THMs occur when chlorine mixes with organic matter such as skin cells, urine, sweat, dirt and some body care products. They tend to be stronger in highly populated, heavily chlorinated pools with low ventilation. Have you ever taken a big whiff of the changing rooms at a public pool? The insanely noxious smell comes not just from the chlorine but from the chlorine reacting to all the organic matter sloshing around on the cement and in the latrines. THM exposure has been associated with other problems; a 2003 study found that children swimming indoors were at greater risk for asthma. There is also a link between long-term exposure to high levels of chlorinated water and some kinds of cancer.
Still, there is no evidence that swimming in a chlorinated pool is risky during pregnancy. In fact, most healthcare professionals insist that the benefits of swimming far outweigh any potential dangers from chlorine exposure. We could go on about the benefits of swimming in pregnancy – there are many! – but we’re guessing you’re onto that part of this story.
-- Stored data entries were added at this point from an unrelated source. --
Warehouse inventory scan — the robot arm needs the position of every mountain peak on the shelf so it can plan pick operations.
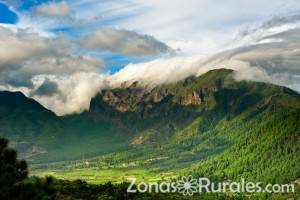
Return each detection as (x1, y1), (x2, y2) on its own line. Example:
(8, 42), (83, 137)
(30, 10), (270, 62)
(0, 90), (54, 114)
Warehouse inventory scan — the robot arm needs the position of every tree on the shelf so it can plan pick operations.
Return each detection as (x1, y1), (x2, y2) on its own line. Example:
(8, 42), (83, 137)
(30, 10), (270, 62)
(0, 138), (28, 199)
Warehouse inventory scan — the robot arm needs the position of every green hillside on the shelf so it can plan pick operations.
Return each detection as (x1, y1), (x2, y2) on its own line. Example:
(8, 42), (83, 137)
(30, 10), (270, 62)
(0, 92), (131, 163)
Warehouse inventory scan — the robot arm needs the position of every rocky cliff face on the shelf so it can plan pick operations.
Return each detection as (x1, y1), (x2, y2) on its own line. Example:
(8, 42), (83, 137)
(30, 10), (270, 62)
(180, 91), (202, 105)
(179, 88), (216, 106)
(96, 70), (226, 113)
(101, 84), (148, 112)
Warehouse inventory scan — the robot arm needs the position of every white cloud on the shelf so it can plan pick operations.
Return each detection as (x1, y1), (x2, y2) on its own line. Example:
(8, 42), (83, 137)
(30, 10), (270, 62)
(35, 1), (71, 18)
(0, 26), (104, 76)
(109, 56), (202, 87)
(82, 28), (174, 56)
(0, 27), (70, 70)
(30, 72), (108, 116)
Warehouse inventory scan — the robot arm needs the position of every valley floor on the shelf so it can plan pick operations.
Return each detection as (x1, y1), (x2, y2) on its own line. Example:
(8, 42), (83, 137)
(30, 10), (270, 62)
(32, 167), (175, 184)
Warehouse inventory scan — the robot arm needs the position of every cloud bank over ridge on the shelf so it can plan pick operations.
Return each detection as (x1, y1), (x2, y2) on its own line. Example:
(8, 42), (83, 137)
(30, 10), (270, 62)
(111, 14), (300, 93)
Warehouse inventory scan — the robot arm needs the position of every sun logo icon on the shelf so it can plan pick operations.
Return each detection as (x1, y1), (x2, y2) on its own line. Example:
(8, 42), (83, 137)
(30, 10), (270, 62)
(176, 175), (198, 196)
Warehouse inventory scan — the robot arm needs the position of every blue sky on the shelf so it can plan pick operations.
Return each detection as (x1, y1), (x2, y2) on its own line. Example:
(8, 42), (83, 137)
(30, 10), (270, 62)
(0, 2), (18, 23)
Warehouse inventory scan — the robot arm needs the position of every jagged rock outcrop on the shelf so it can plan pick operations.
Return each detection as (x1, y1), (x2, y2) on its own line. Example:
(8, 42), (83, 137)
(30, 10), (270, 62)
(180, 91), (201, 105)
(93, 69), (234, 113)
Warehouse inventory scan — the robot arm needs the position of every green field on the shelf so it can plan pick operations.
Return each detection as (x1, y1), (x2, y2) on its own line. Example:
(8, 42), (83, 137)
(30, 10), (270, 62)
(32, 167), (175, 184)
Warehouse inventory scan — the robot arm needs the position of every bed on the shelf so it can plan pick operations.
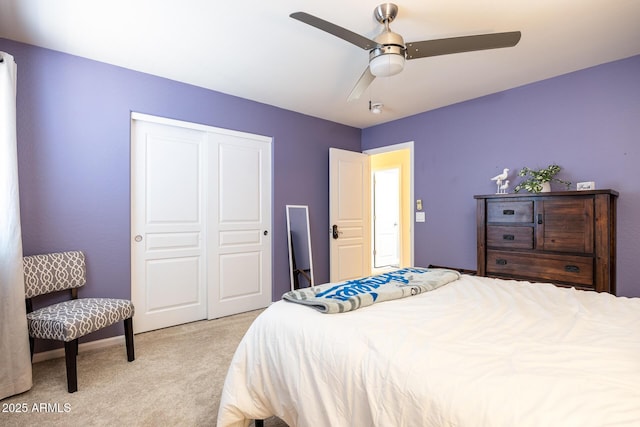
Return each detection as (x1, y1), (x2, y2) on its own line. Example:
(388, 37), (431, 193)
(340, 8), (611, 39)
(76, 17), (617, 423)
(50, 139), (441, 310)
(217, 270), (640, 427)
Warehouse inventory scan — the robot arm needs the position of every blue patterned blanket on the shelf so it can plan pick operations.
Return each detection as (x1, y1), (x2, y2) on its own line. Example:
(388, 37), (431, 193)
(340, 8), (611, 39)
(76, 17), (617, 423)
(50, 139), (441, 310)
(282, 267), (460, 314)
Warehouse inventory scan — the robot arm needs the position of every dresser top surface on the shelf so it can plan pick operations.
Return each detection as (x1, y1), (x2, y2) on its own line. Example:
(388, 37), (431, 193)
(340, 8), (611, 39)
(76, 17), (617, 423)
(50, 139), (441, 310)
(474, 189), (618, 200)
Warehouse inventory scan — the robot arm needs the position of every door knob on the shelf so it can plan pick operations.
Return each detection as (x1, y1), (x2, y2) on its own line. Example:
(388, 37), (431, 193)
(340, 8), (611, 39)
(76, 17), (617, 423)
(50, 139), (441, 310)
(332, 224), (340, 239)
(134, 235), (143, 242)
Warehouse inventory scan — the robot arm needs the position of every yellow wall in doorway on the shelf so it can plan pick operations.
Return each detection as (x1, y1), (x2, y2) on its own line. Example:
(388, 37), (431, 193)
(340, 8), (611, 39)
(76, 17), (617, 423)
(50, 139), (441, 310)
(370, 149), (411, 268)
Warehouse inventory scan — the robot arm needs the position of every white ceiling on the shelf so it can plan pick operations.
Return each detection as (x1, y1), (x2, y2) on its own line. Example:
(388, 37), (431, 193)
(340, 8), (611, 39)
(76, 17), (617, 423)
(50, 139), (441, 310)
(1, 0), (639, 128)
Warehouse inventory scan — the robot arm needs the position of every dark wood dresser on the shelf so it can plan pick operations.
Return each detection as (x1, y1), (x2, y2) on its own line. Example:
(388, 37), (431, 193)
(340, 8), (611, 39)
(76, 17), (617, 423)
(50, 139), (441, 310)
(475, 190), (618, 294)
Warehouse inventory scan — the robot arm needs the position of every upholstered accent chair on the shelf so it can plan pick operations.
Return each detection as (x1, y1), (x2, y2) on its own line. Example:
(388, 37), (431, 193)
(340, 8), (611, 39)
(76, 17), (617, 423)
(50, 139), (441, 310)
(23, 251), (135, 393)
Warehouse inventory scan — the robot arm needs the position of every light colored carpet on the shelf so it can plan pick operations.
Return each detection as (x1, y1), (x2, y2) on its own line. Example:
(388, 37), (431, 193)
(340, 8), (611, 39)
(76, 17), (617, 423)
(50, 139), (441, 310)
(1, 309), (288, 427)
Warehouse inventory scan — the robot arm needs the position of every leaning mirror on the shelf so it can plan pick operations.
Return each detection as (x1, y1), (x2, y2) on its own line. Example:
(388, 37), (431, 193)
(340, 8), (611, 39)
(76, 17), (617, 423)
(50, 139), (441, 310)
(286, 205), (314, 290)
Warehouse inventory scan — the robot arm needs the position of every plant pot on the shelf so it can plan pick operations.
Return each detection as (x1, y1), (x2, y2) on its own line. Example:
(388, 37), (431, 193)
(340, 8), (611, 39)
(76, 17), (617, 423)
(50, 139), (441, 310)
(540, 182), (551, 192)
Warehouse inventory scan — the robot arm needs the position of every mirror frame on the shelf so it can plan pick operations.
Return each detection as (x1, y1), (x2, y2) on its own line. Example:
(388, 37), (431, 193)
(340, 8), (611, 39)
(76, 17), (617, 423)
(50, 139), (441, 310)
(286, 205), (315, 291)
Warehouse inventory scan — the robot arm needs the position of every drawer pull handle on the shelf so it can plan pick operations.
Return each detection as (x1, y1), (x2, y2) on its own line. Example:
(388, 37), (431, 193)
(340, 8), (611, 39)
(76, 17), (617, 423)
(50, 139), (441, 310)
(537, 214), (543, 224)
(496, 259), (508, 265)
(503, 234), (515, 241)
(503, 209), (515, 215)
(565, 265), (580, 273)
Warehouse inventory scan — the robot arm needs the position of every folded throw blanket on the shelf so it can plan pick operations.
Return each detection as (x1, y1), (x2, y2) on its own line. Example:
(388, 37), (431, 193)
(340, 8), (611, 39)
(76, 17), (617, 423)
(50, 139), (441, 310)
(282, 267), (461, 314)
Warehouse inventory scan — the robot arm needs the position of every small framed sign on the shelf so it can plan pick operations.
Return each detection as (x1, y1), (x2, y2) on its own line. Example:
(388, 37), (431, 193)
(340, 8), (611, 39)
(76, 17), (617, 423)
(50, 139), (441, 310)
(577, 181), (596, 191)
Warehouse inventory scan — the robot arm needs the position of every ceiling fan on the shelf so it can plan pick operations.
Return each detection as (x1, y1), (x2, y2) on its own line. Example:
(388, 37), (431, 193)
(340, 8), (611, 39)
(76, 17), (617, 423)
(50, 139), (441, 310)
(290, 3), (521, 101)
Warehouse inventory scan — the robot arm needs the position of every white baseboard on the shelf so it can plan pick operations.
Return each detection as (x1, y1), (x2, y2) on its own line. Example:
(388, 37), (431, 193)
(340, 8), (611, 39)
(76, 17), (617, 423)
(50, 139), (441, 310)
(32, 335), (125, 363)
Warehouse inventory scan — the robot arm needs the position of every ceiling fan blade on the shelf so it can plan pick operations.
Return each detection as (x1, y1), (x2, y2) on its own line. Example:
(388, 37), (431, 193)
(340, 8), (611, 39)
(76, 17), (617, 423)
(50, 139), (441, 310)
(347, 67), (376, 102)
(405, 31), (521, 60)
(290, 12), (378, 50)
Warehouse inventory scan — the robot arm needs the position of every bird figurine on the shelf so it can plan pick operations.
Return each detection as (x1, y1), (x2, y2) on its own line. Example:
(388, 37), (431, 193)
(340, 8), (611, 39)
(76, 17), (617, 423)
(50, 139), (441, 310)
(491, 168), (509, 194)
(498, 180), (510, 194)
(491, 168), (509, 182)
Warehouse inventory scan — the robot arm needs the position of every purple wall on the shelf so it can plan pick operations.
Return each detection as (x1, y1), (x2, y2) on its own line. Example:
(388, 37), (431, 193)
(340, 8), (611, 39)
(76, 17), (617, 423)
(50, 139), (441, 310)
(362, 55), (640, 297)
(1, 38), (360, 350)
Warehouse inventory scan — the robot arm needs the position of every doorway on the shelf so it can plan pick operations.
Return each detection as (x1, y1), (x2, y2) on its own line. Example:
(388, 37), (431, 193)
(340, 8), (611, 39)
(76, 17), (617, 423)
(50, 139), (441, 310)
(328, 142), (414, 281)
(373, 167), (401, 268)
(367, 143), (413, 273)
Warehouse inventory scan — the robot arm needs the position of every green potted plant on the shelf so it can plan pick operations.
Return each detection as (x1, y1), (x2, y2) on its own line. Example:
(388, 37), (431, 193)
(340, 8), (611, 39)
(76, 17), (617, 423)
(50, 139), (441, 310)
(513, 164), (571, 193)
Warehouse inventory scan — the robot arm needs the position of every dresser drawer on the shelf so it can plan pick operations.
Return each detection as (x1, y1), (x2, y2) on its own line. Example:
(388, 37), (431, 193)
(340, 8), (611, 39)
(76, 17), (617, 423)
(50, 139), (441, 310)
(487, 201), (533, 223)
(486, 250), (593, 287)
(487, 226), (533, 249)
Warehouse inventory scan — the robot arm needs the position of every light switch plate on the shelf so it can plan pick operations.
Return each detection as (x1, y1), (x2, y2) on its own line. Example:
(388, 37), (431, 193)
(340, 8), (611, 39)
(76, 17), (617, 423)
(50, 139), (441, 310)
(416, 212), (426, 222)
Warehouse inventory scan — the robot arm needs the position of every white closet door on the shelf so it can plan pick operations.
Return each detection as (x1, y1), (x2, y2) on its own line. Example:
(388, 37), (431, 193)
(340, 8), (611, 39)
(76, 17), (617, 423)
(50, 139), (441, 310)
(131, 114), (272, 331)
(207, 132), (272, 318)
(131, 120), (207, 333)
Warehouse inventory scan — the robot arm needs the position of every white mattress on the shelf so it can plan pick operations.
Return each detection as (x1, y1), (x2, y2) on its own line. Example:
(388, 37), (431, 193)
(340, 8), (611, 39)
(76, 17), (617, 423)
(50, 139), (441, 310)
(217, 275), (640, 427)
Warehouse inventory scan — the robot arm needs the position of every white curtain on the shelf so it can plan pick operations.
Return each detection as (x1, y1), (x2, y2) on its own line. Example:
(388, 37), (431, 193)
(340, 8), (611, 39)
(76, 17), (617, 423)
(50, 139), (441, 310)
(0, 51), (32, 399)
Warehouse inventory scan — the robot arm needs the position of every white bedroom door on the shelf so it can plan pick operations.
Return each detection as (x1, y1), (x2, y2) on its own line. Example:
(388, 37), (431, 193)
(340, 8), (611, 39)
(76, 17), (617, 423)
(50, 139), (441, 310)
(131, 119), (208, 333)
(329, 148), (371, 282)
(207, 132), (272, 318)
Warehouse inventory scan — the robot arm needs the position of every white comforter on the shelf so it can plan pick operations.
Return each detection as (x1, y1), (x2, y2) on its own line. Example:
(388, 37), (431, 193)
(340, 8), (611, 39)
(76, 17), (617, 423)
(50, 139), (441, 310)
(217, 275), (640, 427)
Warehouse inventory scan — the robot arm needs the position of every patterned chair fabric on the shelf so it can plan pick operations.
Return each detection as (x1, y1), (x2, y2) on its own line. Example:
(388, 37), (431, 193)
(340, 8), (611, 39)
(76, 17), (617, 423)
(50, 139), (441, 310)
(27, 298), (135, 342)
(23, 251), (86, 298)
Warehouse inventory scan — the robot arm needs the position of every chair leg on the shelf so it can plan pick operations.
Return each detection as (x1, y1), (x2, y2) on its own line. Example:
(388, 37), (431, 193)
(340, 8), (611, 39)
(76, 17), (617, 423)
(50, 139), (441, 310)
(29, 336), (34, 361)
(64, 340), (78, 393)
(124, 317), (135, 362)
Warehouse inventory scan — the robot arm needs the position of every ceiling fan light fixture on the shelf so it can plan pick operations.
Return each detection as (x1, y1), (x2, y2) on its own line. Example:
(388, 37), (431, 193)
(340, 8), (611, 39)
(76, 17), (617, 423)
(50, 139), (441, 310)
(369, 44), (405, 77)
(370, 53), (404, 77)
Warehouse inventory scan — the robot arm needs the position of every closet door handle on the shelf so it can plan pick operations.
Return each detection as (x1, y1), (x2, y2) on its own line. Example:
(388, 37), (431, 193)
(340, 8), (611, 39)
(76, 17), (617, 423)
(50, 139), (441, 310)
(537, 214), (543, 224)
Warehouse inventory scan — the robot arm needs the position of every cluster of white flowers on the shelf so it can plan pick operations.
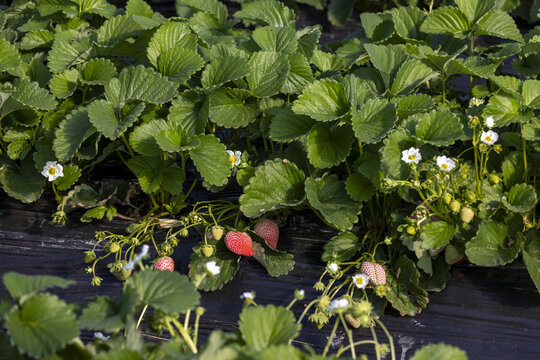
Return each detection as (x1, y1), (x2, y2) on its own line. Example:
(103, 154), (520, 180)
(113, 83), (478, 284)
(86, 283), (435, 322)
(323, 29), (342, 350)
(480, 130), (498, 145)
(436, 156), (456, 172)
(352, 273), (370, 289)
(205, 261), (221, 276)
(401, 147), (422, 164)
(41, 161), (64, 181)
(123, 244), (149, 271)
(327, 298), (349, 311)
(226, 150), (242, 167)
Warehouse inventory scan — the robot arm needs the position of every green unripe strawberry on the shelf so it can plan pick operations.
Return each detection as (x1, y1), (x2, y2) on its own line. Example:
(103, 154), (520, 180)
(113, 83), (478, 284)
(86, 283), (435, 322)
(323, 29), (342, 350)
(445, 244), (464, 265)
(211, 226), (224, 241)
(449, 200), (461, 213)
(406, 225), (417, 235)
(464, 189), (476, 203)
(460, 207), (474, 223)
(201, 245), (214, 257)
(112, 268), (132, 281)
(108, 242), (121, 253)
(488, 174), (501, 185)
(84, 250), (96, 263)
(180, 228), (189, 237)
(442, 194), (452, 205)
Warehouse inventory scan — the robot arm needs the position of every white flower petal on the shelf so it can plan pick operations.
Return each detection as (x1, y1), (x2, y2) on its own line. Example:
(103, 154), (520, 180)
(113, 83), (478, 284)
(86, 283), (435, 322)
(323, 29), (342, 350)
(436, 156), (456, 172)
(485, 116), (494, 128)
(480, 130), (498, 145)
(328, 263), (338, 272)
(401, 147), (422, 164)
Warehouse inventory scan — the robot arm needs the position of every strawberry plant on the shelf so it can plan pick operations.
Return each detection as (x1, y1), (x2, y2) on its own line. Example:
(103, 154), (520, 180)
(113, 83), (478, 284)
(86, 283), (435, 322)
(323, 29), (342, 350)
(0, 0), (538, 353)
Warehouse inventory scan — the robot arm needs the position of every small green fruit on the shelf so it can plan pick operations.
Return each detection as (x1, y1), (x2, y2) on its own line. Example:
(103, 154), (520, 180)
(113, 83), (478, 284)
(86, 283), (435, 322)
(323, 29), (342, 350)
(488, 174), (501, 185)
(460, 207), (474, 223)
(84, 251), (96, 263)
(442, 194), (452, 205)
(406, 225), (417, 235)
(449, 200), (461, 213)
(464, 189), (476, 203)
(201, 245), (214, 257)
(211, 226), (224, 241)
(108, 242), (121, 253)
(180, 228), (189, 237)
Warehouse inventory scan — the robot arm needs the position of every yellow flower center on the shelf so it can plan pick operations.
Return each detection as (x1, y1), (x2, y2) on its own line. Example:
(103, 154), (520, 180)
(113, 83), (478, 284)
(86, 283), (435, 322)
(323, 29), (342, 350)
(442, 164), (448, 169)
(485, 136), (492, 142)
(48, 168), (56, 175)
(229, 156), (237, 164)
(408, 155), (415, 160)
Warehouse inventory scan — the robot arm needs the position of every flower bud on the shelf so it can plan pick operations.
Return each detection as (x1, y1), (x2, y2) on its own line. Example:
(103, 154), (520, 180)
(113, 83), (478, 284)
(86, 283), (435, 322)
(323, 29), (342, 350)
(488, 174), (501, 185)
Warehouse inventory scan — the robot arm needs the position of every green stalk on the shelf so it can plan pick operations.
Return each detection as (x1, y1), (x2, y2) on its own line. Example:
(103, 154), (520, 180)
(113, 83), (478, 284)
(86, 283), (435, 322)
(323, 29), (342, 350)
(339, 313), (356, 359)
(322, 317), (340, 357)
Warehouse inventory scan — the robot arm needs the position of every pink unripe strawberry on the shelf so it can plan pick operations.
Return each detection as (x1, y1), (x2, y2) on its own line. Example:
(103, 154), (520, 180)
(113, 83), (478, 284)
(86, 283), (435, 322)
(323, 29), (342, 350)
(254, 218), (279, 249)
(360, 262), (387, 286)
(225, 231), (253, 256)
(154, 256), (175, 272)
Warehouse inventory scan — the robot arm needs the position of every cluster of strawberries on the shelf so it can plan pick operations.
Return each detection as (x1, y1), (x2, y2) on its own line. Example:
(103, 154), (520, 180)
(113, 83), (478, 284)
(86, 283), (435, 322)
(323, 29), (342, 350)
(153, 218), (280, 272)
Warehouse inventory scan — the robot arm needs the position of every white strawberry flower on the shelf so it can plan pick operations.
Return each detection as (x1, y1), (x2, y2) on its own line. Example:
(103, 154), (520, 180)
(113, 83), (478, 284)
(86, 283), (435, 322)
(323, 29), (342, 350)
(327, 298), (349, 312)
(436, 156), (456, 172)
(94, 332), (110, 341)
(352, 273), (370, 289)
(328, 263), (339, 273)
(240, 291), (254, 300)
(41, 161), (64, 181)
(226, 150), (242, 167)
(401, 147), (422, 164)
(205, 261), (221, 276)
(480, 130), (498, 145)
(485, 116), (494, 128)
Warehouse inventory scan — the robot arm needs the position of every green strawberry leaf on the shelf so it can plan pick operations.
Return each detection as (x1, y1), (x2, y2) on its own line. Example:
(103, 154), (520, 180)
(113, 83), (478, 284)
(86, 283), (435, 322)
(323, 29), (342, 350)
(292, 79), (349, 121)
(96, 15), (144, 47)
(345, 173), (375, 203)
(208, 88), (258, 128)
(88, 100), (145, 140)
(12, 78), (57, 111)
(53, 107), (95, 162)
(396, 94), (435, 119)
(523, 230), (540, 293)
(253, 26), (297, 54)
(379, 128), (416, 179)
(465, 221), (522, 266)
(177, 0), (228, 26)
(305, 174), (361, 232)
(156, 48), (204, 83)
(364, 44), (407, 88)
(281, 53), (314, 94)
(189, 134), (231, 186)
(49, 69), (79, 99)
(420, 221), (454, 250)
(5, 294), (79, 359)
(269, 107), (315, 143)
(502, 183), (537, 213)
(105, 65), (177, 107)
(414, 110), (464, 146)
(127, 155), (185, 194)
(54, 164), (81, 191)
(0, 39), (22, 71)
(155, 125), (200, 153)
(189, 238), (241, 291)
(390, 59), (436, 96)
(147, 21), (198, 67)
(410, 343), (468, 360)
(79, 58), (117, 85)
(328, 0), (355, 26)
(126, 0), (154, 17)
(296, 25), (321, 60)
(201, 56), (250, 88)
(129, 119), (168, 156)
(234, 0), (295, 27)
(386, 256), (429, 316)
(250, 232), (294, 277)
(483, 95), (526, 127)
(522, 117), (540, 141)
(125, 269), (200, 315)
(0, 157), (46, 203)
(311, 49), (346, 72)
(522, 80), (540, 109)
(352, 98), (396, 144)
(321, 232), (360, 262)
(419, 6), (471, 38)
(240, 159), (306, 218)
(247, 51), (289, 98)
(48, 39), (93, 73)
(306, 123), (353, 169)
(390, 6), (426, 41)
(475, 10), (523, 43)
(2, 273), (74, 301)
(238, 305), (300, 351)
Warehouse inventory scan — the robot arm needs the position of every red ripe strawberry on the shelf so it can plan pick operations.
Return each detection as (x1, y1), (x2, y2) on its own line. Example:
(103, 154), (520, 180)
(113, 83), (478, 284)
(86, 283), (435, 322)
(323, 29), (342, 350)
(360, 262), (387, 286)
(254, 218), (279, 249)
(224, 231), (253, 256)
(154, 257), (175, 272)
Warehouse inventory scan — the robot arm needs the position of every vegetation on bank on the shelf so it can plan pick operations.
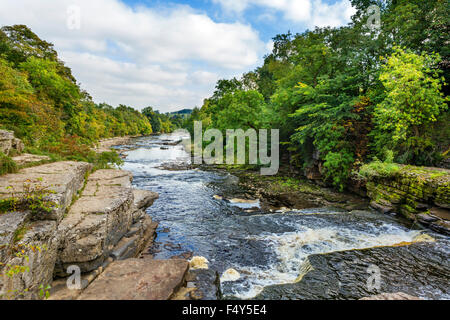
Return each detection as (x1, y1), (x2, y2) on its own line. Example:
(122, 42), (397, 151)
(182, 0), (449, 191)
(0, 152), (18, 175)
(0, 25), (186, 169)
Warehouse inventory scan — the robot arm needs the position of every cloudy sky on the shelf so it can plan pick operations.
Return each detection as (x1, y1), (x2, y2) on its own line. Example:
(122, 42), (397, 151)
(0, 0), (355, 112)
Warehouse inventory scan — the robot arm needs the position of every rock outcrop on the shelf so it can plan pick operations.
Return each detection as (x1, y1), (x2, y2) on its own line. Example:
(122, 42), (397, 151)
(0, 162), (92, 299)
(11, 154), (51, 167)
(0, 162), (159, 300)
(0, 161), (92, 222)
(0, 130), (24, 156)
(55, 170), (159, 276)
(365, 166), (450, 235)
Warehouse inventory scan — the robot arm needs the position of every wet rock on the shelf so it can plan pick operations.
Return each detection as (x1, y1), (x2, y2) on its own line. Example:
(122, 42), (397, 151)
(370, 201), (394, 214)
(157, 162), (193, 171)
(429, 220), (450, 236)
(365, 165), (450, 235)
(417, 213), (439, 224)
(78, 259), (189, 300)
(256, 242), (449, 300)
(187, 269), (221, 300)
(429, 207), (450, 220)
If you’re worried about the unknown factor, there are a lot of opinions on how you can minimize possible chlorine exposure. The authors of The Complete Organic Pregnancy recommend avoiding highly populated, heavily chlorinated pools with low ventilation (i.e.: indoors with low ceilings and no windows). And if you do swim indoors, they suggest limiting the amount of time you spend in the pool per week. So you may opt to limit your time in a jam-packed public urban pool or the heavily trafficked basement lap pool at your local gym. We’ve read that taking a good shower before and after swimming can help limit reactions between you and the chlorine. One doctor suggests that a few big deep breaths of fresh air after a swim may help flush out the chemicals in kids! So maybe it’s worth a try for expectant mothers.
As far as we see it, there is plenty of evidence about the benefits or swimming and nothing conclusive about the negatives. So if you want to do some laps – or just float around in a big old rubber tire for that matter – feel free!